Long answer: I think that the more minds there are working on this (or any other interesting) problem, the more progress will be made. And we shouldn’t let the perfect be the enemy of the good enough.
The field of robotics, and especially soft robotics like this, is so new and uncharted that individuals tinkering in their garage can and have made real advances for the field.
That said, really good control systems for these kinds of actuators are something very much lacking. The human nervous system, and in particular the vestibular system is so absurdly effective, efficient and complex all at the same time that it boggles my mind. Nothing anyone has ever designed has ever come close to that level of functionality. But to make a robot that can do human things, we need that level of functionality. We need to have really good proprioception which is integrated with force and feedback sensing.

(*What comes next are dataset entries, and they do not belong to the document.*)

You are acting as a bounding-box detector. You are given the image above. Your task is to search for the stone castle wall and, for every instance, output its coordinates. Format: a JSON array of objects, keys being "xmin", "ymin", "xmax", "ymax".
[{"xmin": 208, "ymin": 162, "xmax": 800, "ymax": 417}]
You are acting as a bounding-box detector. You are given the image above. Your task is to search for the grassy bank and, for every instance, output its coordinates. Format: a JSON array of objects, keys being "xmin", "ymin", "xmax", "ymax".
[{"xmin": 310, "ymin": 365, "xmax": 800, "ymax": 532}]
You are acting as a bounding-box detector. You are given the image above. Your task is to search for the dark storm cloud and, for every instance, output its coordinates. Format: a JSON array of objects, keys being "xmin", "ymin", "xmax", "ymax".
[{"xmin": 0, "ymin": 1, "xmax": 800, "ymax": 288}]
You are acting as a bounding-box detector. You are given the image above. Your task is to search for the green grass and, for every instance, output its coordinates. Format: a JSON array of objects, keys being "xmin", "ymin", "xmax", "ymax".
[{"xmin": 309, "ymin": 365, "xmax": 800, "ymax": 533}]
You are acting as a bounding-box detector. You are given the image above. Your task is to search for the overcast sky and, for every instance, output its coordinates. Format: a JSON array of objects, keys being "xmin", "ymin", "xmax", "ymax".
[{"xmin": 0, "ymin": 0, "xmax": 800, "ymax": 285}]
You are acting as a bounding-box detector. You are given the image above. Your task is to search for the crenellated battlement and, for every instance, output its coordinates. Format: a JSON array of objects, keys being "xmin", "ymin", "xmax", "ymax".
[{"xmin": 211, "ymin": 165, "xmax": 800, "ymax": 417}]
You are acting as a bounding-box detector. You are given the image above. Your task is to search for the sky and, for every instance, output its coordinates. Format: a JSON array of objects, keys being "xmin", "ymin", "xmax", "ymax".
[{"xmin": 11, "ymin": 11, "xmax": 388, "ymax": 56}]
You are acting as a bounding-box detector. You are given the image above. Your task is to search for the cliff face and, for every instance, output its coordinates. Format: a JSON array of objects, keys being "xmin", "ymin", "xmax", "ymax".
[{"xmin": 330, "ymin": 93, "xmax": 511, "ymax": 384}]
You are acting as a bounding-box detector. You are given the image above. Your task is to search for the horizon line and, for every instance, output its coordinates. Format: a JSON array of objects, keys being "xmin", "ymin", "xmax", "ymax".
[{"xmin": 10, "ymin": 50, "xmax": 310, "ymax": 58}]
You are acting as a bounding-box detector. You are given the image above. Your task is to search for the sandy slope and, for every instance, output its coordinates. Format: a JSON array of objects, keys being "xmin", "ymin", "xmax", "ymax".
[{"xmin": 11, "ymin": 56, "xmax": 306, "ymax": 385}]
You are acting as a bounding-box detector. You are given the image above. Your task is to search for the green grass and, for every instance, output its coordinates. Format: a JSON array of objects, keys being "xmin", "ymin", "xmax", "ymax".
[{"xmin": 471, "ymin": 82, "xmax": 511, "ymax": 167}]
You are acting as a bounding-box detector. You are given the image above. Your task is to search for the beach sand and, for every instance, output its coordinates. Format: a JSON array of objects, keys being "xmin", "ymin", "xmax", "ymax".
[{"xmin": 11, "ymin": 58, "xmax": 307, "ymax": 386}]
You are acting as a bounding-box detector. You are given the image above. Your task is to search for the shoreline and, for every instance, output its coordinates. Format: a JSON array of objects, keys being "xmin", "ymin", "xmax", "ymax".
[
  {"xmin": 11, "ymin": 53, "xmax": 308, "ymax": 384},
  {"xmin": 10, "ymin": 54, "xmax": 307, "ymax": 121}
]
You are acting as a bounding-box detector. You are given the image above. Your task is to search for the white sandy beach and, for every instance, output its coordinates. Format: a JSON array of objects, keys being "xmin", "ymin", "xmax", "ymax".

To give an example; open a bag of potato chips and pull out a decent handful. Now eat the chips one by one out of your hand without dropping any and without using your other hand. I dare say you can probably do this, and without crushing the chips in your hand. You can feel just how much force to apply, you can feel where to place your fingers so that all the chips are held just so. You can make subtle adjustments after each chip is taken away.
There is no robot hand in the world that can do that simple task. Ask any arm amputee. And to get to that point, a lot of really difficult stuff has to be invented and worked out. I suspect this is a problem which will be solved piecemeal, over time, but much of the fundamental work in things like the mathematics of motion control, material science and compliant mechanisms will come from very well funded labs. If I had to guess, I give a 60% chance a robot can do the chip eating task within a 5 years. And 85% within 10 years. (Especially if the work of my team pays off)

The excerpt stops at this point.